Впрочем, передавая внутренние и внешние дела России в руки Аракчеева и Нессельроде, Александр отнюдь не считал, что тем самым он поступается своими либеральными убеждениями. Напротив, он с еще большей страстностью и даже с некоторым вызовом подчеркивал свою верность прежним идеям. Так, при обсуждении проекта благодарственного манифеста подданным он поставил «воинство» перед «дворянством», несмотря на шумные возражения Шишкова; а когда увидел в проекте слова, что между крепостными крестьянами и помещиками издавна существует "на обоюдной пользе основанная, русским нравом и добродетелям свойственная связь", раздраженно отбросил бумагу и, весь вспыхнув, сказал:
— Я не могу подписывать то, что противно моей совести и с чем я нимало не согласен.

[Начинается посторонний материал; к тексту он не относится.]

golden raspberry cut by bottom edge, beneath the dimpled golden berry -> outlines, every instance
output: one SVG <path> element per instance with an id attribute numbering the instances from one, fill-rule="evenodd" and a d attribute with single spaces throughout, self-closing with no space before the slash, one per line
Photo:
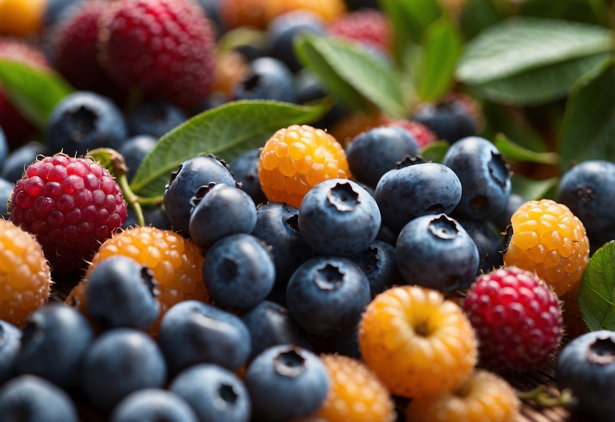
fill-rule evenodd
<path id="1" fill-rule="evenodd" d="M 412 400 L 406 418 L 412 422 L 515 422 L 519 399 L 494 373 L 477 370 L 453 391 Z"/>

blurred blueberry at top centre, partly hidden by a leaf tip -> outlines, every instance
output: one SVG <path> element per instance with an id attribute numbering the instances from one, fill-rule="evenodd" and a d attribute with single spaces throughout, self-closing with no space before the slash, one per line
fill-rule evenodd
<path id="1" fill-rule="evenodd" d="M 324 34 L 325 22 L 319 15 L 308 10 L 294 10 L 274 18 L 269 23 L 267 33 L 271 56 L 279 58 L 290 70 L 296 72 L 303 66 L 295 57 L 293 39 L 304 33 Z"/>

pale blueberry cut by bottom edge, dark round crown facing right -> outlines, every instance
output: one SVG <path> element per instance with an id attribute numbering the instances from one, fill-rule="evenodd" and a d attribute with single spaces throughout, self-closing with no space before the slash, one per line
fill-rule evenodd
<path id="1" fill-rule="evenodd" d="M 247 422 L 252 406 L 244 383 L 228 369 L 194 365 L 181 372 L 169 390 L 186 400 L 199 422 Z"/>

С этими словами он вычеркнул эту фразу из манифеста. Шишков, испуганный вспышкой царского гнева, не посмел разжать губ.
В то же время в высочайшем манифесте от 30 августа уже прозвучал туманный намек на казарменное будущее России: "Надеемся, что продолжение мира и тишины подаст нам способ не токмо содержание воинов привесть в лучшее и обильнейшее прежнего, но даже дать оседлость и присоединить к ним их семейства".
Покончив на сем с делами любезного отечества, в восемь часов утра 1 сентября Александр отправился в Вену. Все бумаги с текущими делами он отослал Аракчееву, сопроводив их запиской: "Прощай, любезный Алексей Андреевич, я проработал насквозь всю ночь и еду сейчас". Его вновь ждали "великие интересы Европы".